Se cambia il clima e l’acqua sale bastano gli stivali? Non più!
Allora servirà il Mose. Sì, ma solo se funziona. Il che ancora non è dato. Ma bisogna crederci.
E se il Mose non bastasse perché concepito e attuato per un clima che non c’è più? Allora bisogna pensare anche ad altro. Ma di un vero cambiamento si tratta. Di visione del futuro, di strategia da adottare, di strumenti e di azioni da attivare.
Esserne consapevoli significa adattarsi ad una situazione nuova che arriva molto prima del previsto. Venezia sperimenta la novità sotto gli occhi del mondo. È un bene o un male?
Semplicemente è la condizione data, di cui conviene prendere atto. C’è chi dice che tanto poi passa e, fino alla prossima volta, stiamo tranquilli e riprendiamo il nostro ritmo. Ma non è più così.
La più lunga sequenza di acque alte della storia di Venezia è un monito preciso. Chi lo ignora è cieco o irresponsabile.
Venezia può proporsi come pioniera e sperimentare soluzioni che anche ad altri serviranno. Fa parte dell'evoluzione umana quella di adattarsi al nuovo. Chi la spunta sopravvive, chi non ce la fa soccombe.
Riformuliamo l’agenda della politica urbana capovolgendo la gerarchia dei problemi.

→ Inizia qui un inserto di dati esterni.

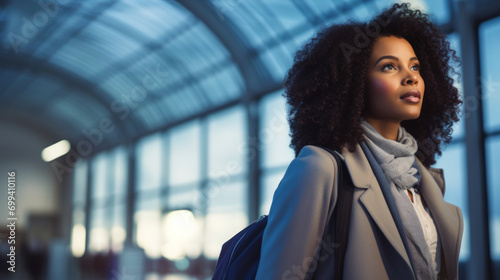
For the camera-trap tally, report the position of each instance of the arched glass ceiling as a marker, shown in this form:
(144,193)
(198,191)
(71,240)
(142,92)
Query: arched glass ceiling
(148,64)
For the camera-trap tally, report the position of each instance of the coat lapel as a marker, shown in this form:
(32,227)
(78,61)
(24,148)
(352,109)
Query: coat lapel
(362,177)
(447,218)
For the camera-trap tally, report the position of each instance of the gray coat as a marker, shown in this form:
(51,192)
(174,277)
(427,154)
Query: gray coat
(293,243)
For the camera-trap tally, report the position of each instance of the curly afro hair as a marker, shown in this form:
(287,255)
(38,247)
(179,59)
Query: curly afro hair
(326,87)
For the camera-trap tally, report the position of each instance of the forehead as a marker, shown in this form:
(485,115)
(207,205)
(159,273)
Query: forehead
(392,45)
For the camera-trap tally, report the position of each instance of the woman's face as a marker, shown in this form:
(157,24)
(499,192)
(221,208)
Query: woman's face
(395,87)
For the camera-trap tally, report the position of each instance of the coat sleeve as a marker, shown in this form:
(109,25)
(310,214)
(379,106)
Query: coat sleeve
(298,216)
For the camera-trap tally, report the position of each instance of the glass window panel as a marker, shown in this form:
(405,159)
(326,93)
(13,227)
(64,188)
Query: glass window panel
(99,176)
(151,18)
(99,239)
(117,231)
(274,132)
(455,174)
(458,128)
(493,180)
(231,12)
(184,151)
(147,219)
(269,182)
(226,215)
(490,73)
(181,235)
(277,60)
(320,7)
(227,140)
(149,162)
(80,183)
(360,12)
(185,197)
(121,172)
(280,13)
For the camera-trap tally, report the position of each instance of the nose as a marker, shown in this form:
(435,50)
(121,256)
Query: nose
(411,79)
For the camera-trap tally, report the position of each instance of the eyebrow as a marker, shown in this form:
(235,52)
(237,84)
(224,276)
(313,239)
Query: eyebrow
(391,57)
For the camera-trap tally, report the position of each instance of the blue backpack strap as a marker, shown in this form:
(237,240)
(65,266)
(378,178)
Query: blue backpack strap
(339,223)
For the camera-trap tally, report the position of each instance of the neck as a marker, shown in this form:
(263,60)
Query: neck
(387,128)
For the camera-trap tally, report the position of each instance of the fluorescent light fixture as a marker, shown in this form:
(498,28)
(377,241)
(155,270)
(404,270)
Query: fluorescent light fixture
(56,150)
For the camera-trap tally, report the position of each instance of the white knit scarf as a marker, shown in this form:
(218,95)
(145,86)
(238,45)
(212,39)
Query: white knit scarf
(397,158)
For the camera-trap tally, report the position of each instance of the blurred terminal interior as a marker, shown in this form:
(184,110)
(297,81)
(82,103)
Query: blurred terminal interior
(173,132)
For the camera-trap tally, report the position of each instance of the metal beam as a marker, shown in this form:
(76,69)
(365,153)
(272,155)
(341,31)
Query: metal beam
(479,266)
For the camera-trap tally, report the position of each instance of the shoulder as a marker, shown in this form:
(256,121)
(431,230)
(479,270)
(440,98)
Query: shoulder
(315,159)
(312,168)
(438,175)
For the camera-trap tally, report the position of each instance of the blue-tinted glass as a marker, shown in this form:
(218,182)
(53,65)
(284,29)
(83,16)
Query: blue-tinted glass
(278,60)
(274,132)
(184,151)
(99,232)
(226,215)
(493,166)
(150,162)
(117,230)
(228,144)
(185,196)
(251,24)
(455,174)
(458,128)
(121,171)
(280,13)
(100,171)
(80,183)
(151,18)
(147,220)
(438,9)
(490,73)
(93,49)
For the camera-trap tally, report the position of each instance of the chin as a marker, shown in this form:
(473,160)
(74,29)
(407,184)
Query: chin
(412,116)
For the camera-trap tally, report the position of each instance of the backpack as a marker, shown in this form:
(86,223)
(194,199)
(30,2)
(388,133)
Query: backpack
(239,257)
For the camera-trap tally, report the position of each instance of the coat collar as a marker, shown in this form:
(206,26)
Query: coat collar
(448,222)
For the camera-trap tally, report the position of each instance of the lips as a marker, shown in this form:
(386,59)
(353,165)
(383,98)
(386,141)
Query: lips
(412,96)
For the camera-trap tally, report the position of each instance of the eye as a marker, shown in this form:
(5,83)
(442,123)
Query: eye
(388,66)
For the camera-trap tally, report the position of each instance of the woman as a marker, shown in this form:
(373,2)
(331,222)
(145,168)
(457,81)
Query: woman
(381,94)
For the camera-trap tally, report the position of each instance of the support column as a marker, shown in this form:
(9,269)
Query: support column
(129,224)
(479,266)
(252,109)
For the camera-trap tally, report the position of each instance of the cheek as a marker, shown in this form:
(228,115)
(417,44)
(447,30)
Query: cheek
(380,88)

Non più succubi della crescita turistica infinita e ad ogni costo. Da terra, dal mare, dal cielo. Visione di lungo periodo della città. Ambiente al primo posto; combattere sistematicamente l’inquinamento urbano; interventi diffusi di difesa dalle acque. Occorre ridare autorevolezza al sapere scientifico per la tutela della città non più al servizio di una politica del consenso elettorale di breve periodo.
E, per rispetto ai cittadini allagati, garantire, questo sì a breve, un modello di previsione maree tarato sulla realtà che cambia. Sarebbe il primo investimento a sancire l'ingresso in una nuova era.